4.2 Data Loss Prevention (DLP)
DLP detects sensitive content (via SITs, sensitivity labels, classifiers) and enforces protective actions when users share or move it.
DLP policies across Microsoft 365 workloads
A DLP policy = locations + rules (conditions → actions). Supported locations now include:
- Exchange Online email, SharePoint Online, OneDrive, Teams chat & channel messages, Devices (Endpoint DLP), Power BI, on-prem repositories, and Microsoft 365 Copilot (restrict labeled content from being summarised/processed).
| Rule element | Examples |
|---|---|
| Conditions | Content contains SIT / sensitivity label / classifier; shared with people outside the org; instance count thresholds |
| Actions | Block access / block only external; restrict sharing; encrypt; restrict access on device |
| User notifications | Policy tips in Outlook/Office/Teams to educate the user inline |
| User overrides | Allow override with business justification or false-positive report (configurable) |
| Incident reports | Email alert to admins, severity, aggregated alerts |
Caveat — policy tip + override behaviour
"Policy tips" require user notifications enabled.

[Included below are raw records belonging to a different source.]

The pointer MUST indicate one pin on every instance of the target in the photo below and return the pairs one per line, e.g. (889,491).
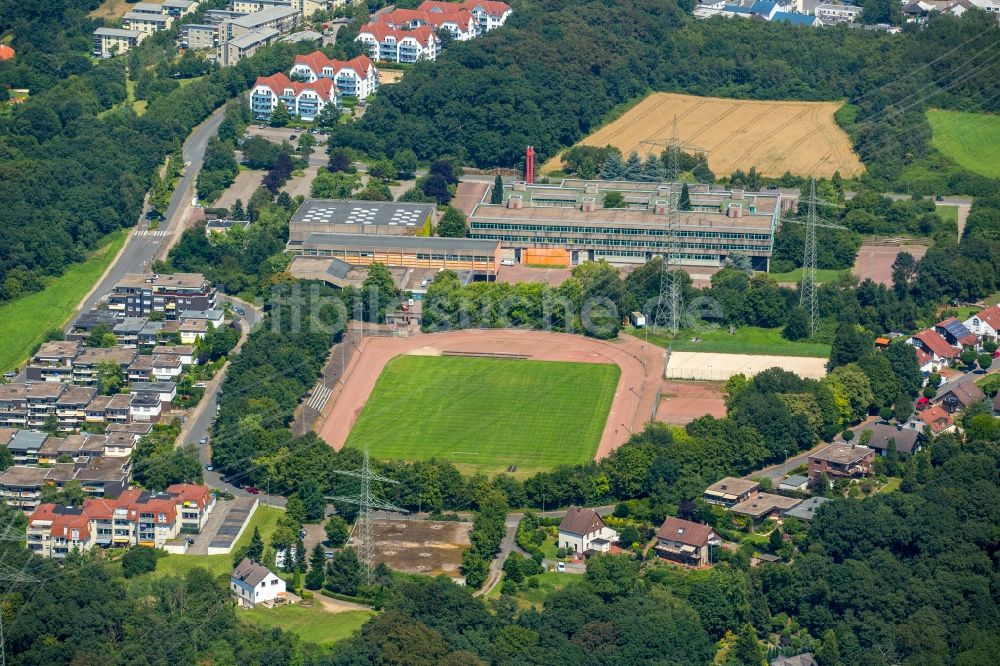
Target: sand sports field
(775,137)
(634,400)
(706,366)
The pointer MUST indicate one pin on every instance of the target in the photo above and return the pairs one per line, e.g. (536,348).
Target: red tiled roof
(317,60)
(380,31)
(278,83)
(991,316)
(933,341)
(684,531)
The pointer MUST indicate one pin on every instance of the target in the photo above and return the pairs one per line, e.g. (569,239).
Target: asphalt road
(142,245)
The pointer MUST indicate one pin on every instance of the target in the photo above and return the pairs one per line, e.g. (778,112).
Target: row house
(135,518)
(386,43)
(53,362)
(21,486)
(489,15)
(138,294)
(459,23)
(305,100)
(356,77)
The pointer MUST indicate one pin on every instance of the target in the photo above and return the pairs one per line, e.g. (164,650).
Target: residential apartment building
(109,42)
(458,22)
(136,517)
(305,100)
(386,43)
(146,22)
(198,36)
(53,362)
(567,224)
(356,77)
(235,49)
(842,461)
(489,15)
(138,294)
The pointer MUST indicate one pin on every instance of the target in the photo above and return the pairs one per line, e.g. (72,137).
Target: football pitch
(485,414)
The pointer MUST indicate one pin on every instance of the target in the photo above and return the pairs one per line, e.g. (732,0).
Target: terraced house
(356,77)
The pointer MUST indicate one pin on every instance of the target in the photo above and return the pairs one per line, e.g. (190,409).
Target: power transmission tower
(807,289)
(668,305)
(10,533)
(366,503)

If a question wants users blocked but able to proceed with a reason, enable allow overrides with justification. To hard-stop, disable overrides. Test new policies in simulation/test mode (with or without tips) before turning on enforcement — same pattern as CA report-only.

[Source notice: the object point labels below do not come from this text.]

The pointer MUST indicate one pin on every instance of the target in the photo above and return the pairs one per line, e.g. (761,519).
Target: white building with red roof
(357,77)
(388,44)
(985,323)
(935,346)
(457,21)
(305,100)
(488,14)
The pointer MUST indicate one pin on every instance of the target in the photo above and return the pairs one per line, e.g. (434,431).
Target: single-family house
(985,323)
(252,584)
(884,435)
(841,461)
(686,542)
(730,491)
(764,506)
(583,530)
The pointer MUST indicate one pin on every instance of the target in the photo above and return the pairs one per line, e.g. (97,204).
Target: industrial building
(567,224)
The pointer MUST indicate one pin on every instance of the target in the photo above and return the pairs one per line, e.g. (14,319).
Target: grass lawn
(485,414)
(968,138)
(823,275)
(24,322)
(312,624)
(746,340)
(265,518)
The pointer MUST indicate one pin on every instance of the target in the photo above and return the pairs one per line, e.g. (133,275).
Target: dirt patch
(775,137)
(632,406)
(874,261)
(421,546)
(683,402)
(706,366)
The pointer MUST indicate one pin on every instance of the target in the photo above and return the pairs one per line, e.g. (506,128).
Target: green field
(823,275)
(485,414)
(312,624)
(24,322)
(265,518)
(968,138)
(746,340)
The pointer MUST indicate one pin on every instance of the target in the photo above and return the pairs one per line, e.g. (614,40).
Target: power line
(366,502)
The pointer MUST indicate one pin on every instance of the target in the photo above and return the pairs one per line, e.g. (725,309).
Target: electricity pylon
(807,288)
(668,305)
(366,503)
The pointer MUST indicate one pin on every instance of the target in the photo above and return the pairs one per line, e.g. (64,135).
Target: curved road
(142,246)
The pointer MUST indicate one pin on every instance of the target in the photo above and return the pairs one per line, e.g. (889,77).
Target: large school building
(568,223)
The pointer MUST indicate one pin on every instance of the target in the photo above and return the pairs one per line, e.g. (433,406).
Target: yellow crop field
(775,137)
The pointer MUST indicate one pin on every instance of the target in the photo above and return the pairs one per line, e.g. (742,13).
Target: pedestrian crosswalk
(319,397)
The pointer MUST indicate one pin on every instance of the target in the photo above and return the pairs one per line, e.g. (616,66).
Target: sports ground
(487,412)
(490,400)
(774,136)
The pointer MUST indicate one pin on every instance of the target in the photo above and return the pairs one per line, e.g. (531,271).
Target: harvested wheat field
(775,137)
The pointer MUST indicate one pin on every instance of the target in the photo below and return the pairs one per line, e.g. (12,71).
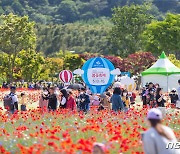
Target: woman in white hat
(157,138)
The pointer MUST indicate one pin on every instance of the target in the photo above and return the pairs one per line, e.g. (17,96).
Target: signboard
(98,74)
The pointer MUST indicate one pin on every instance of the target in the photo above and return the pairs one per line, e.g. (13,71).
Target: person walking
(71,103)
(83,100)
(178,90)
(11,101)
(117,104)
(157,137)
(64,98)
(52,103)
(43,101)
(125,99)
(23,102)
(14,99)
(160,98)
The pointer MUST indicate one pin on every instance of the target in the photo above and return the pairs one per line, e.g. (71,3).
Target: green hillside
(65,11)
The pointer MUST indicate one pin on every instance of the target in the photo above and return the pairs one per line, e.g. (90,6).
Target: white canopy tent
(163,72)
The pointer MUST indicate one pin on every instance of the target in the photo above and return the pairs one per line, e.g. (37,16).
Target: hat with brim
(154,114)
(13,88)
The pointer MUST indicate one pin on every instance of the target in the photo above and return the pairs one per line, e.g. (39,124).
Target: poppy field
(70,132)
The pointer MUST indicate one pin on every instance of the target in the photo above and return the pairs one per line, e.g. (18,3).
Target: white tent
(163,72)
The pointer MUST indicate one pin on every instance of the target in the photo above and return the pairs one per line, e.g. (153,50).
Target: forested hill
(68,11)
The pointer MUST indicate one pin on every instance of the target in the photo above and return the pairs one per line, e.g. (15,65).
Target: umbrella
(75,86)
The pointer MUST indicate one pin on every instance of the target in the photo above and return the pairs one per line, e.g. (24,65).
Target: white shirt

Per-workload behaviour to remember:
| Workload | What DLP can do |
|---|---|
| Exchange Online | Block/encrypt outbound mail, policy tips in Outlook, override with justification |
| SharePoint / OneDrive | Block external/everyone sharing of matching files; auto-remove access |
| Teams chat & channels | Block sharing sensitive messages; requires the content to be sent (not just typed) |
| Endpoint (devices) | Control copy/print/USB/upload (see below) |
| Microsoft 365 Copilot | Exclude content with a chosen sensitivity label from being processed/summarised by Copilot |
| Power BI / on-prem (scanner) | Detect & alert on sensitive datasets / repositories |
Policy priority
DLP policies have a priority order (0 = highest). When content matches multiple policies, the most restrictive action across matching rules is enforced; rule processing within a policy stops at the first matched rule that applies an action, per its priority.
Endpoint DLP
Extends DLP to activities on Windows 10/11 & macOS devices that are onboarded (the same onboarding as Defender for Endpoint — Intune or script).

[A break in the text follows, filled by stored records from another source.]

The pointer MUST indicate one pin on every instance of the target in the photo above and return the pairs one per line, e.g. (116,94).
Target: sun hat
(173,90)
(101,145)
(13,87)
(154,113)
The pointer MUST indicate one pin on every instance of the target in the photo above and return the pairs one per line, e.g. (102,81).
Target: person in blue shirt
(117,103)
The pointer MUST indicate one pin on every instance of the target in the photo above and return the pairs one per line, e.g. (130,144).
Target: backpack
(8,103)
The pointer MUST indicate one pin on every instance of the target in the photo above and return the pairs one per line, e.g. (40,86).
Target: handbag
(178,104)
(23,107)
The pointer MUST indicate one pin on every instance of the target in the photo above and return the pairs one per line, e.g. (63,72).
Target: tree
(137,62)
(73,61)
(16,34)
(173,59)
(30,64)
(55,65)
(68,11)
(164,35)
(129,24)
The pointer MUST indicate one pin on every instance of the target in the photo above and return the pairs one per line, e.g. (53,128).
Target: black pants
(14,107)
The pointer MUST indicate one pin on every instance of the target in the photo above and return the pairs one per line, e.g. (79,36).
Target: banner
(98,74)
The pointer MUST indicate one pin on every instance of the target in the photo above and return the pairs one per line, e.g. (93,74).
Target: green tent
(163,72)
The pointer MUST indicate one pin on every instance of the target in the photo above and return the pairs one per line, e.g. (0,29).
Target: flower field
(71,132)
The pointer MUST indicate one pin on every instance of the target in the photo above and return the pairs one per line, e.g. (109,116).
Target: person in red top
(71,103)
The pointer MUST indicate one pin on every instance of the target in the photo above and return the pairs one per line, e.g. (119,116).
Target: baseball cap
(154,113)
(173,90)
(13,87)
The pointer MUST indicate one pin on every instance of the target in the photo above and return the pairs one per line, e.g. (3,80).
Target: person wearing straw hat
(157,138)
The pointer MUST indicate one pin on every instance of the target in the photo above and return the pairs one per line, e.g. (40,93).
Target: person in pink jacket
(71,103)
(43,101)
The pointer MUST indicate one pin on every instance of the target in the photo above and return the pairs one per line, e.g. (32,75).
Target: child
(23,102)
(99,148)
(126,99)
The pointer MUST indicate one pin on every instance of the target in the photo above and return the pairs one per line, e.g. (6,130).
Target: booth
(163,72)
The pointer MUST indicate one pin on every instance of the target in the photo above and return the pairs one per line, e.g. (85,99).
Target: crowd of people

- Monitors/controls: copy to USB / removable media, copy to network share, print, copy to clipboard, upload to (unallowed) browser/cloud, paste, access by unallowed apps, Bluetooth transfer, Remote Desktop copy.
- Configure DLP settings: allowed/unallowed browsers & apps, restricted/printer/USB device groups, and evidence collection.
Caveat — Endpoint DLP prerequisites
Endpoint DLP requires devices to be onboarded (Intune or local script) and works best on Entra-joined/registered Windows. Use Microsoft Edge or installed extensions for best browser coverage; "unallowed browsers" can be blocked from accessing sensitive items.
Review & respond to DLP alerts, events & reports
- DLP alerts dashboard (Purview → Data loss prevention → Alerts): triage by severity, view matched content, the rule hit, and user; set status (Investigating / Resolved / Dismissed).
- Activity explorer shows DLP-related activities and policy matches over time.
- DLP reports: policy matches, false positives & overrides, incident trends — feed tuning of conditions/confidence to cut noise.
- Integrated with Defender XDR alerts and can flow to Insider Risk Management for higher-risk users.
Licensing quick map (Purview)
E3: manual sensitivity/retention labels, baseline DLP (Exchange/SP/OneDrive/Teams), message encryption. E5 / E5 Compliance: automatic labeling, Endpoint DLP, advanced SITs (EDM/trainable classifiers), records management, Insider Risk, advanced auditing.